Baju Koko

Shalat taraweh saya semakin nyaman ketika saya menggunakan sarung dan baju koko. Siapa sih yang tidak mengenal baju koko? Ya, baju koko gampang sekali dikenali dari wujudnya yakni longgar, lengan panjang, tanpa kerah dengan variasi sekitar bagian leher atau di bagian dada. Ada yang memakai saku, ada yang tidak. Dan baju koko seolah menjadi busana wajib bagi muslim atau setidaknya menjadi identitas kemusliman pemakainya.

Kemusliman seseorang seharusnya dibuktikan dengan sikap dan perilaku sehari-harinya, bukan dari busana muslim yang dikenakan, toh? Jangan hanya dengan memakai baju yang identik sebagai busana muslim, lalu merasa pantas telah menjadi muslim yang baik.

Model baju koko mengalami kemajuan yang luar biasa. Saya tinggal pilih, mau yang model Itang Yunaz, Ustadz Jeffry a.k.a Uje, SBY yang terkenal berwarna biru dan merah maron itu atau baju koko model Pasha Ungu atau Ridho Rhoma? Tergantung isi kantong saja, kok.

Tetapi, baju koko yang saya gunakan untuk shalat saya memilih yang berbahan katun (gampang menyerap keringat) dan sedikit longgar dari badan saya. Modelnya tidak berkancing banyak, paling 2 (dua) kancing yang cara memakainya seperti T-Shirt. Saya tidak fanatik menggunakan warna putih.

Lalu, bagaimana ceritanya baju koko menjadi busana muslim? Konon, di abad 19 baju koko telah dipakai oleh kaum muslim Tionghoa sebagai lambang perjuangan mereka dalam membentuk identitas sebagai Tionghoa sekaligus pemeluk Islam. Menurut Arif Akhyat – ahli sejarah UGM seperti dikutip dari Kompas, 4 September 2010, ketika itu Belanda mencegah mereka memeluk Islam karena tidak ingin ada kedekatan antara Tionghoa dan muslim pribumi. Kedekatan ini dikuatirkan bisa memicu perlawanan. Jadi, baju koko dikenakan untuk menyiasati politik divide et impera Belanda.

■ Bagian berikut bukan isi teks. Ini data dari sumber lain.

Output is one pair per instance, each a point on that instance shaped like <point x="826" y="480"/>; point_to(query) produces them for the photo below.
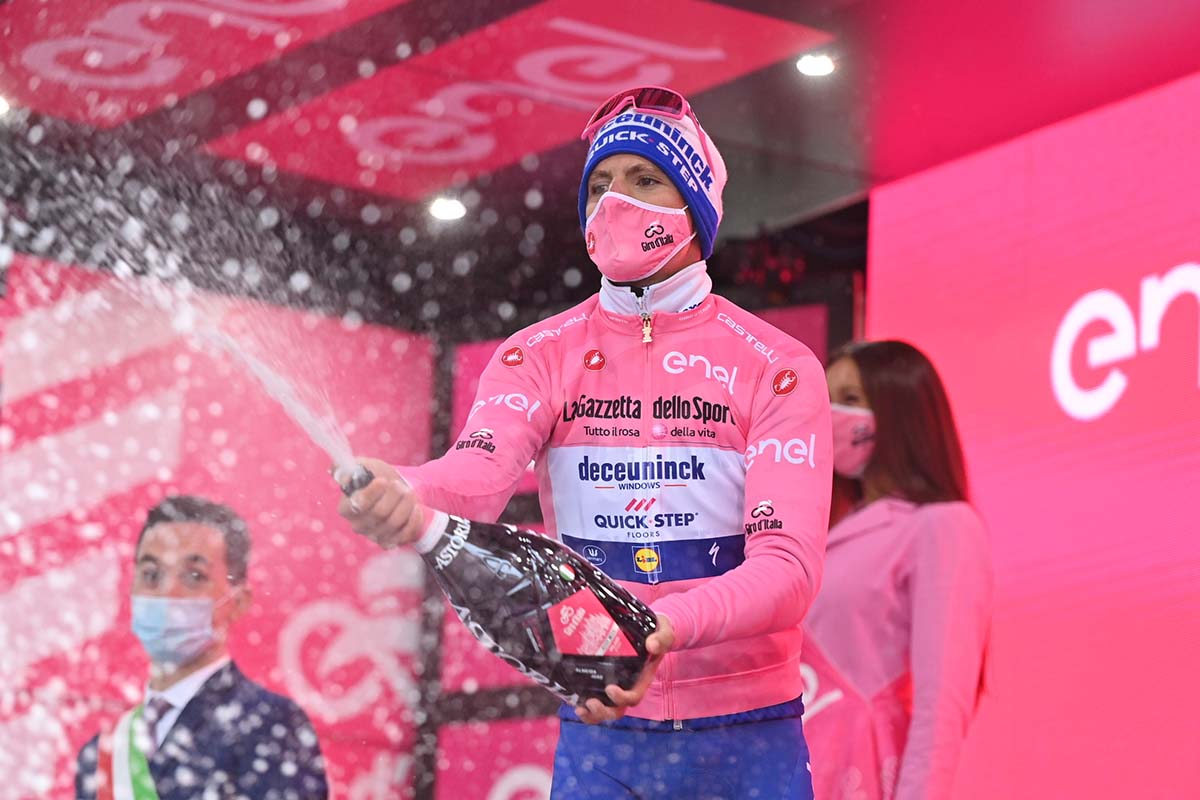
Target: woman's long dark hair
<point x="917" y="451"/>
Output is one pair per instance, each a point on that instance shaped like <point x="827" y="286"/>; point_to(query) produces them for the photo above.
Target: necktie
<point x="151" y="714"/>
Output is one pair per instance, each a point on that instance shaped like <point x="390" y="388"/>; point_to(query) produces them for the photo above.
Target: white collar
<point x="685" y="289"/>
<point x="179" y="695"/>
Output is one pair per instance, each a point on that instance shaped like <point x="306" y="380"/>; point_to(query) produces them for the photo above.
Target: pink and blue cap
<point x="673" y="140"/>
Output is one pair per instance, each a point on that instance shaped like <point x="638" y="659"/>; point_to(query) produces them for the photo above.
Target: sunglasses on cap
<point x="652" y="100"/>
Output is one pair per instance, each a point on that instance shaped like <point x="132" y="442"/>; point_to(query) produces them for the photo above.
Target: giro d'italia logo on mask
<point x="594" y="360"/>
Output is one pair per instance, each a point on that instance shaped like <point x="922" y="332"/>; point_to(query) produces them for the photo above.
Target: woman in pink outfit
<point x="894" y="643"/>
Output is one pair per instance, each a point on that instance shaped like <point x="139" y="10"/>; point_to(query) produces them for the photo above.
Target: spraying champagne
<point x="538" y="605"/>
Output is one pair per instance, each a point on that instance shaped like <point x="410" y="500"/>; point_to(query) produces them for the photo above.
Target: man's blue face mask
<point x="173" y="630"/>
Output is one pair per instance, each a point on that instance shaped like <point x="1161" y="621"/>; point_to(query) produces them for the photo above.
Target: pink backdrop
<point x="1054" y="282"/>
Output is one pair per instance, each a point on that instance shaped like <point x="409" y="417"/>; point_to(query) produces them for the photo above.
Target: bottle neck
<point x="436" y="525"/>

“Untuk menghindari kecurigaan Belanda, muslim Tionghoa memakai baju itu setiap kali ke masjid. Dengan begitu, mereka mempertahankan identitas Tionghoa sekaligus menyesuaikan dengan Islam,” kata Arif.

Kenapa dinamai baju koko ya? Istilah koko mungkin diambil dari panggilan pria dewasa Tionghoa, yaitu engkoh, kakak, atau koko.

Selain baju koko kita kenal juga baju takwa, model baju hasil perpaduan tui-khim (baju sehari-hari lelaki Tionghoa) dengan surjan – pakaian tradisional Jawa. Cirinya, baju berkerah tegak dengan lengan panjang mirip jas Jawa. Itu loh seperti yang dipakai oleh Kanjeng Sunan Kalijaga atau baju yang dipakai oleh Kiai Ahmad Dahlan, dalam film Sang Pencerah.

Baju koko Anda modelnya seperti apa?